Wednesday, August 08, 2007

More Bad News

A friend emailed more bad news on the Obama front. The Iowa Electronic Market is essentially a betting pool where people invest money ($5 to $500) and predict outcomes on various elections. The thinking here is that people don't have any incentive to tell pollsters who they're actually going to vote for, but if they're putting their money down, they do it on the candidate they think will win. They tend to be more accurate than polls at predicting outcomes. When money's on the line, people tend to ignore intangibles and focus on real data, like jobs reports, Iraq news, and so on.
Run by the university's business school and regulated by the Commodity Futures Trading Commission, the Iowa market has spawned similar futures markets at Intrade.com and Tradesports.com, and they have been remarkably prophetic.

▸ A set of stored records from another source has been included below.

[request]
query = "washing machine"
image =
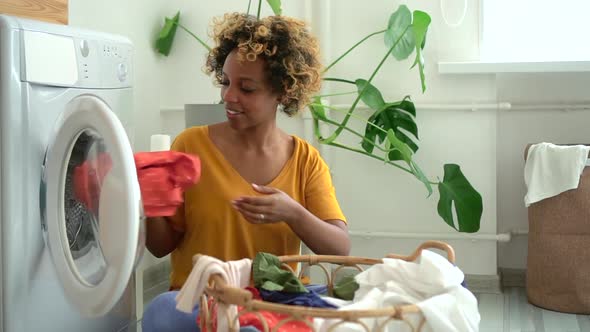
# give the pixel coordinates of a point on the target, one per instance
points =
(67, 250)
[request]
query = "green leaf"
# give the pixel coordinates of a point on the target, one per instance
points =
(420, 176)
(371, 96)
(456, 189)
(419, 29)
(393, 116)
(318, 111)
(398, 28)
(166, 35)
(276, 6)
(405, 151)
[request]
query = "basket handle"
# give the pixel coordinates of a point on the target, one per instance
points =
(426, 245)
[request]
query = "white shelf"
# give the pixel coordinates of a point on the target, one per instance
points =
(481, 67)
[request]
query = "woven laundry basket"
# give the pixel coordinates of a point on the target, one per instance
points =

Compared with 596 national polls in four presidential election cycles between 1988 and 2000, the Iowa market was closest to the actual election result 76 percent of the time notes Thomas Rietz, a finance professor at the University of Iowa and director of the Iowa futures market.

Indeed, early on in the 2000 White House race, the polls put George W. Bush as the clear winner, but the Iowa futures market predicted a dead heat as early as May that year, Rietz said.

So who do participants like in Iowa? Hillary, by a steady margin:


(DROF is any other Democratic candidate. For the Edwards campaign, this is bad indeed--he's consistently trailing DROF in these markets. Oy.)

If there's any good news, it's that IEM participants can only base their bets on current, actual data. Since Obama is still untested and somewhat unknown, the data will continue to be volatile. Campaign and real-world events can shape what people think about the candidates, altering their view of who will win. But still, it's further evidence that the Senator from Illinois has some work left to do.